* [RFC PATCH v2] sched/fair: search a task from the tail of the queue
@ 2017-09-13 10:24 Uladzislau Rezki (Sony)
2017-09-13 10:24 ` Uladzislau Rezki (Sony)
0 siblings, 1 reply; 4+ messages in thread
From: Uladzislau Rezki (Sony) @ 2017-09-13 10:24 UTC (permalink / raw)
To: Peter Zijlstra
Cc: LKML, Ingo Molnar, Mike Galbraith, Oleksiy Avramchenko,
Paul Turner, Oleg Nesterov, Steven Rostedt, Mike Galbraith,
Kirill Tkhai, Tim Chen, Nicolas Pitre, Uladzislau Rezki (Sony)
Objective:
In an attempt to improve the criteria of which tasks we should consider to
be migrated (SMP case) during load balance operations, i have done some
performance evaluations.
Test environment:
- set performance governor
- echo 0 > /proc/sys/kernel/nmi_watchdog
- intel_pstate=disable
- i5-3320M CPU @ 2.60GHz
Test results:
A first test was to evaluate hackbench with different number of groups,
i used 10, 20, 40. See below plots with results:
i=0; while [ $i -le 1000 ]; do ./hackbench 10 | grep "Time" | awk '{print $2}'; i=$(($i+1)); done
ftp://vps418301.ovh.net/incoming/hacknench_1000_samples_10_groups.png
i=0; while [ $i -le 1000 ]; do ./hackbench 20 | grep "Time" | awk '{print $2}'; i=$(($i+1)); done
ftp://vps418301.ovh.net/incoming/hacknench_1000_samples_20_groups.png
i=0; while [ $i -le 1000 ]; do ./hackbench 40 | grep "Time" | awk '{print $2}'; i=$(($i+1)); done
ftp://vps418301.ovh.net/incoming/hacknench_1000_samples_40_groups.png
A second test was to evaluate how "perf bench sched pipe" behaves in a single
CPU scenario. As Peter Zijlstra suggested before, to check caches and find out
extra overhead caused by list manipulation:
i=0; while [ $i -le 500 ]; do taskset 1 perf bench sched pipe | grep "Total" | awk '{print $3}'; i=$(($i+1)); done
ftp://vps418301.ovh.net/incoming/taskset_1_perf_bench_sched_pipe.png
Added overhead:
First, i checked if "cfs_tasks" and "group_node" are in a cache line
by annotating pick_next_task_fair symbol and running single CPU test.
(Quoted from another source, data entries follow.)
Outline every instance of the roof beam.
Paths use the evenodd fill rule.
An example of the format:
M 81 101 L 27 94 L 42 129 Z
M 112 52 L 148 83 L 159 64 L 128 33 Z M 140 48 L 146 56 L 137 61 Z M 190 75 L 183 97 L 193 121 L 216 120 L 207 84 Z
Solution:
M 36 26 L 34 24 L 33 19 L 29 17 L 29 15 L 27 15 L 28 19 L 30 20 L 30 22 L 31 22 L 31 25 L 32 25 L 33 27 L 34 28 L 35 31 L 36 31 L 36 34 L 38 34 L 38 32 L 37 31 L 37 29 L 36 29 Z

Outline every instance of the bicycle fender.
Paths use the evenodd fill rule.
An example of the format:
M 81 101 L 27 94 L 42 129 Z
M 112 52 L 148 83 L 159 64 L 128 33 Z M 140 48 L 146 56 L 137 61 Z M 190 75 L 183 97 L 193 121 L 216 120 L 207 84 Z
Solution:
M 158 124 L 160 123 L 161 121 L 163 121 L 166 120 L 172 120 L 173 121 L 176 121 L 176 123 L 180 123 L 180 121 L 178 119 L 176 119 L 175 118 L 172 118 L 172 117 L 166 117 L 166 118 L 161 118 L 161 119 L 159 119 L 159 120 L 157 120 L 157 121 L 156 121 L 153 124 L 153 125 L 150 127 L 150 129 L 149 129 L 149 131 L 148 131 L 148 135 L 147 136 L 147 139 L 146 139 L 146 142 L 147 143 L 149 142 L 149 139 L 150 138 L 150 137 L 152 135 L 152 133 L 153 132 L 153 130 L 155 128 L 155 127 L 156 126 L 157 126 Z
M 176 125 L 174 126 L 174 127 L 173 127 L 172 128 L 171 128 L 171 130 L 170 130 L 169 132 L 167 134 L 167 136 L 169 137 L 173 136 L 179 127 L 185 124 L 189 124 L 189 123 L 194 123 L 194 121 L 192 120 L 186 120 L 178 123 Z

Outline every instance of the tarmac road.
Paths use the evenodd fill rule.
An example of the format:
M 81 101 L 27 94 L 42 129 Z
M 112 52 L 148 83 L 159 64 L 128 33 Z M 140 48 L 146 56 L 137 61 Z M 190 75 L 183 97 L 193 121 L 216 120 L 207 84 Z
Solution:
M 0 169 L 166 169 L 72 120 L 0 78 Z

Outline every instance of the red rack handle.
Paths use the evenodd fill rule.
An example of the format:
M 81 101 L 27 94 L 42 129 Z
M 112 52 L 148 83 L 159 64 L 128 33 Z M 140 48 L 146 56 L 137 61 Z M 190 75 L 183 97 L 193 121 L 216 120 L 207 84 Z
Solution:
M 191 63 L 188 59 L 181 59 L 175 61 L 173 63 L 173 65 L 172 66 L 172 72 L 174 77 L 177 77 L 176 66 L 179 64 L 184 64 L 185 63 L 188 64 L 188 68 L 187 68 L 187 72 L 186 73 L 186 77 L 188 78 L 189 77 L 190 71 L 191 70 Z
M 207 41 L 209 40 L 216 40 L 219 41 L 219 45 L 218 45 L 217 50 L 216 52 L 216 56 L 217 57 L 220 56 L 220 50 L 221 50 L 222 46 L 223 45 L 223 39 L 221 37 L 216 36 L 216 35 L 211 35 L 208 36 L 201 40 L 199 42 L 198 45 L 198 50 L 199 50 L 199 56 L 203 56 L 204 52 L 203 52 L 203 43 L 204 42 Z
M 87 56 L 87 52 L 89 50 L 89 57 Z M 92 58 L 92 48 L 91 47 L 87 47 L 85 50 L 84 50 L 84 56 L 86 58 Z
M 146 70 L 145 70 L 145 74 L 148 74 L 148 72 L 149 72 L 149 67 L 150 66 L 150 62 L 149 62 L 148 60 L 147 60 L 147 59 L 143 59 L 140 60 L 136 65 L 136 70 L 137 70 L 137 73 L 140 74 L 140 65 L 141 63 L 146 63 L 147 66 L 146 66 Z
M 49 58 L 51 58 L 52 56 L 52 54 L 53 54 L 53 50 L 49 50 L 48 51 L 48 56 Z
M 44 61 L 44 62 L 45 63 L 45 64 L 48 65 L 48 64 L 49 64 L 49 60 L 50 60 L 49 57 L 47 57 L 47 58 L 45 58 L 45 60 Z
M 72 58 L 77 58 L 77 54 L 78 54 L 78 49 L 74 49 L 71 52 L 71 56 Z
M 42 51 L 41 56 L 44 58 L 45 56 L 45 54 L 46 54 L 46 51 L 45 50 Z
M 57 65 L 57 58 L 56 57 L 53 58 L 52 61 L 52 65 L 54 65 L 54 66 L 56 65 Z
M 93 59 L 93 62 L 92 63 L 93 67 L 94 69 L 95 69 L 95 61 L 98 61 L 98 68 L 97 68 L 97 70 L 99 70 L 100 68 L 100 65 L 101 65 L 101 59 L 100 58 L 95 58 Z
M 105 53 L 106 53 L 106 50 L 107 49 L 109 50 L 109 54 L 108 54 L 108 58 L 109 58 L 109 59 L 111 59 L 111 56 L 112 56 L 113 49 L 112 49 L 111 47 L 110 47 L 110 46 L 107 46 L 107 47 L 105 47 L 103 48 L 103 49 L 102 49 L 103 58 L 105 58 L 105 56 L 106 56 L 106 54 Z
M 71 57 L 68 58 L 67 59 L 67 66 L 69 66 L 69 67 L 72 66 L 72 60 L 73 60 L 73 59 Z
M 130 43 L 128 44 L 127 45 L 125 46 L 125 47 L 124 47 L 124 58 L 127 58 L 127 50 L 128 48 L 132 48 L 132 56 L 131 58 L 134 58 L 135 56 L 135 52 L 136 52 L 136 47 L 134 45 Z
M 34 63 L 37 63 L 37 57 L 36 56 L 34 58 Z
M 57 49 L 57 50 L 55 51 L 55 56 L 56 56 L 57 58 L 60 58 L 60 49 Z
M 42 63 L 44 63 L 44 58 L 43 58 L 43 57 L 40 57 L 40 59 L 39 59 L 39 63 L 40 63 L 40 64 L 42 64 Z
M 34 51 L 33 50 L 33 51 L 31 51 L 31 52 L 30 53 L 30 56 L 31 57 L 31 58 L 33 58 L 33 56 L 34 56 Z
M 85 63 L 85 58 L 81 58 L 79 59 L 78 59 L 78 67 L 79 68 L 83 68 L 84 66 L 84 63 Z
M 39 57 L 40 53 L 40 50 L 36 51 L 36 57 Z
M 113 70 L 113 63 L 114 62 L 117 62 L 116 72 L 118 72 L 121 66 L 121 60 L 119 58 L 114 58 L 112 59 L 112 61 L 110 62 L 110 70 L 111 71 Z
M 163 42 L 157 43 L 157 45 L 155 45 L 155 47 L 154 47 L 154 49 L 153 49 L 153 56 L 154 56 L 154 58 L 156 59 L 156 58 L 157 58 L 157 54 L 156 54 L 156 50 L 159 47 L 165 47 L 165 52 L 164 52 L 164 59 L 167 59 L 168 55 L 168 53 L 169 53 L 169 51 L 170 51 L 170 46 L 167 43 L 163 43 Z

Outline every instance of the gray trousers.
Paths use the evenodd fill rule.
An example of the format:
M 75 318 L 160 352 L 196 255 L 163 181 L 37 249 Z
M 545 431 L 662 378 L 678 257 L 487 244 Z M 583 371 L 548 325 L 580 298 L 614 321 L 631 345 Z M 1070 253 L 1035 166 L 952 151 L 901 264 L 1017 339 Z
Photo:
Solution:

perf record -F 100000 -a -e L1-dcache-misses -- taskset 1 perf bench sched pipe -l 10000000
perf annotate pick_next_task_fair
Most of the time i see that cfs_tasks and group_node are in L1-dcache line:
│ __list_del(entry->prev, entry->next);
3.51 │ mov 0xb0(%rbp),%rdx
1.75 │ mov 0xa8(%rbp),%rcx
│ pick_next_task_fair():
│ list_move(&p->se.group_node, &rq->cfs_tasks);
│ lea 0xa8(%rbp),%rax
│ __list_del():
group_node: 3.51 corresponds to 2 samples or misses. Minimum value is 0
maximum is 2 misses, among 10 runs.
│ list_add():
│ __list_add(new, head, head->next);
2.44 │ mov 0x940(%r15),%rdx
│ __list_add():
cfs_tasks: 2.44 corresponds to 1 sample or misses. Minimum value is 0
maximum is 2 misses, among 10 runs.
In case of checking all level cache misses "-e cache-misses" i do not
see any samples or misses.
Conclusion:
according to provided results and my subjective opinion, it worth to
sort cfs_task list and start pulling from the back of the list during
load balance (+ active) or idle balance operations.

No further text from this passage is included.